- Developer: Macphun LLC
- Stable release: 2017
- Operating system: Mac OS X Windows
- Type: Photo Post-Production
- License: Proprietary
- Website: Aurora HDR

= Aurora HDR =

Photographic software developed by Skylum

Aurora HDR is a photographic software developed by Skylum Software (formerly Macphun) for both Mac OS X and Windows. Aurora HDR is designed to be a multi-functional and user-friendly post-production HDR photo editing software.

Aurora HDR is a high dynamic range (HDR) editing and processing tool released in November 2015. It was made through a collaboration between Skylum and HDR photographer Trey Ratcliff.

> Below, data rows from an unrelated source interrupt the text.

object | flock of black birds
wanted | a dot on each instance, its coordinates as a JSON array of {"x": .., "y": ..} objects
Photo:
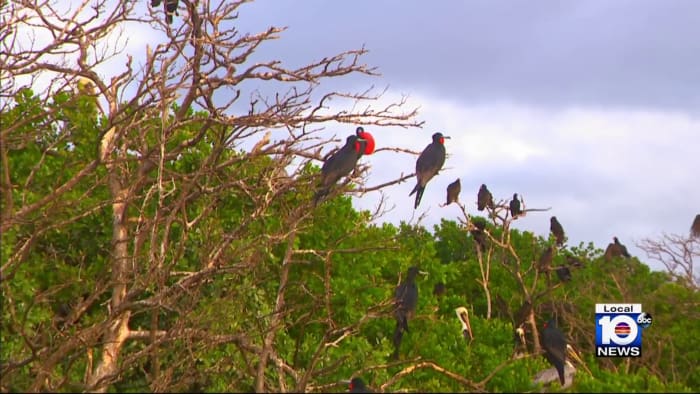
[
  {"x": 342, "y": 162},
  {"x": 429, "y": 163}
]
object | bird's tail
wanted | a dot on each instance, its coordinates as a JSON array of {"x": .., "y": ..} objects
[{"x": 419, "y": 193}]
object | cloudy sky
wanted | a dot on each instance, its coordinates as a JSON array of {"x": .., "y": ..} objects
[{"x": 591, "y": 108}]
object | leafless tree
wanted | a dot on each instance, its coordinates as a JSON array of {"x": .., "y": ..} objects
[
  {"x": 680, "y": 255},
  {"x": 197, "y": 82}
]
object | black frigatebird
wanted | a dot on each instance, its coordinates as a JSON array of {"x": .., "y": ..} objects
[
  {"x": 484, "y": 198},
  {"x": 170, "y": 8},
  {"x": 429, "y": 163},
  {"x": 479, "y": 234},
  {"x": 515, "y": 210},
  {"x": 554, "y": 344},
  {"x": 406, "y": 300},
  {"x": 369, "y": 147},
  {"x": 453, "y": 190},
  {"x": 556, "y": 229},
  {"x": 339, "y": 164},
  {"x": 463, "y": 316}
]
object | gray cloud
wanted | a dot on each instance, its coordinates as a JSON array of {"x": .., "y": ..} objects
[{"x": 595, "y": 53}]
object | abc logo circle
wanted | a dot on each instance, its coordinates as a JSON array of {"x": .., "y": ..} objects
[{"x": 644, "y": 320}]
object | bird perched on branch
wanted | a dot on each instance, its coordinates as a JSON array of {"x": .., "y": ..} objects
[
  {"x": 170, "y": 8},
  {"x": 479, "y": 234},
  {"x": 369, "y": 147},
  {"x": 406, "y": 300},
  {"x": 463, "y": 316},
  {"x": 453, "y": 190},
  {"x": 484, "y": 198},
  {"x": 339, "y": 164},
  {"x": 556, "y": 229},
  {"x": 429, "y": 163},
  {"x": 554, "y": 345}
]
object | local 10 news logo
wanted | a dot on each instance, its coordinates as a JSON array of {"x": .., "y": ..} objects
[{"x": 618, "y": 330}]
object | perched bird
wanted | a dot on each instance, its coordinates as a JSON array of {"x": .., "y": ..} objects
[
  {"x": 556, "y": 229},
  {"x": 545, "y": 261},
  {"x": 463, "y": 316},
  {"x": 453, "y": 190},
  {"x": 339, "y": 164},
  {"x": 357, "y": 385},
  {"x": 515, "y": 210},
  {"x": 361, "y": 133},
  {"x": 484, "y": 198},
  {"x": 616, "y": 249},
  {"x": 439, "y": 289},
  {"x": 563, "y": 273},
  {"x": 406, "y": 300},
  {"x": 554, "y": 345},
  {"x": 479, "y": 234},
  {"x": 170, "y": 8},
  {"x": 695, "y": 228},
  {"x": 429, "y": 163}
]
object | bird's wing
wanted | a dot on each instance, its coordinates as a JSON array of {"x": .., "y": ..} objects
[{"x": 430, "y": 158}]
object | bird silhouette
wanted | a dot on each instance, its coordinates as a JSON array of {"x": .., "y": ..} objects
[
  {"x": 369, "y": 147},
  {"x": 339, "y": 164},
  {"x": 406, "y": 300},
  {"x": 453, "y": 190},
  {"x": 357, "y": 385},
  {"x": 695, "y": 227},
  {"x": 170, "y": 8},
  {"x": 515, "y": 210},
  {"x": 463, "y": 316},
  {"x": 484, "y": 198},
  {"x": 556, "y": 229},
  {"x": 429, "y": 163},
  {"x": 554, "y": 344}
]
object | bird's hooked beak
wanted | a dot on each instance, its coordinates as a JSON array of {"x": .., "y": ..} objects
[{"x": 463, "y": 315}]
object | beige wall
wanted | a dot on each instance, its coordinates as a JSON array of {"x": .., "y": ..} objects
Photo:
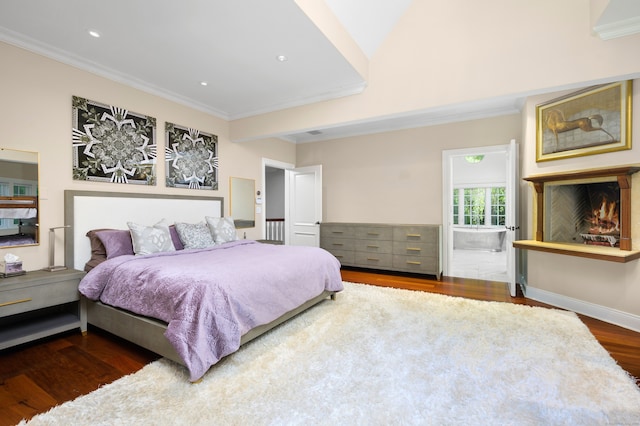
[
  {"x": 35, "y": 111},
  {"x": 396, "y": 177},
  {"x": 468, "y": 51},
  {"x": 609, "y": 284}
]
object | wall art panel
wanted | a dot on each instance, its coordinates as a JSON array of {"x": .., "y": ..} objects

== Versions and plug-ins ==
Aurora HDR comes in five different versions for two different operating systems: Mac OS X and Windows. Versions, previous and current, include: Aurora HDR, Aurora HDR Pro, Aurora HDR Pro + training, Aurora 2017, and Aurora 2018. The software runs as a standalone or as a plug-in to host applications like Adobe Photoshop, Adobe Photoshop Lightroom, Adobe Photoshop Elements, and Apple Aperture. In early 2016, Aurora HDR was updated with support to run as an editing extension for Apple Photos for Mac. In 2016, Skylum released the next version of Aurora HDR - Aurora HDR 2017 along with a Windows version. In 2018, Skylum released Aurora 2018 for both Mac and Windows operating systems.

== Key Aurora HDR functionality ==

=== Initial merging ===
Aurora HDR works on single images or multiple exposures, and initial merging options change depending on the number of images loaded. These include the "Chromatic Aberration Reduction" option, "Alignment" and "Ghost Reduction".

=== Interface ===
The user interface of Aurora HDR consists of the following:
- Large preview window
- Open & Export/Share
- Zoom & navigation controls
- Comparison controls
- Undo/Redo
- Cropping tool
- Move (hand) tool
- Brush
- Layers
- Histogram
- Presets
- Advanced tools

=== Presets ===
Presets are pre-installed one-click controls that apply a specific "style" to the tone-mapped image. This style is created entirely by the use and modification of the Advance tools containing in the software. The Preset panel in Aurora HDR Pro contains 7 separate categories applicable to all types of photos and users can designate their favorite for future use.

=== Tools ===
Aurora HDR comes with an extensive list of tools and functionality designed to help photographers edit their images using HDR techniques. The tools range from those that can help reproduce a natural, realistic look to those that enhance images towards a more fantasy-like direction. Each tool listed below has a unique set of controls to modify its effects.
- Tone Mapping
- Tone
- Structure
- HDR Denoise
- Image Radiance
- Color
- Details
- Glow
- Top & Bottom Lighting
- Tone Curve
- Color Filter
- Color Toning
- Vignette

=== Layers, brushes and masking ===
Aurora HDR Pro features the ability to create up to 9 layers (4 in the Mac App Store version), and provides brushing and masking functionality common in many image-editing software programs. Layers can be automatically loaded with either (a) the previous layer, (b) a custom texture, (c) the original tone-mapped image, or (d) any one of the exposures in the bracketed set. Brushes and masking, including Gradient Masking are used to selectively apply or erase effects from the image. An advanced feature of the Pro version of Aurora HDR is to designate a layer as one that contains "Luminosity Masking."

=== Opening, file formats and exporting ===
Aurora HDR opens a variety of popular image file formats, including RAW camera files that are the native to specific camera manufacturers (e.g. Nikon's NEF and Canon CR2). It saves in a native file format (.mpau) which allows for the resumption of editing after saving and closing the file. The software exports in the following file formats: JPG, PNG, GIF, JPG-2000, TIFF, Photoshop, and PDF, and can also transfer images directly into Skylum's Creative Suite for further editing.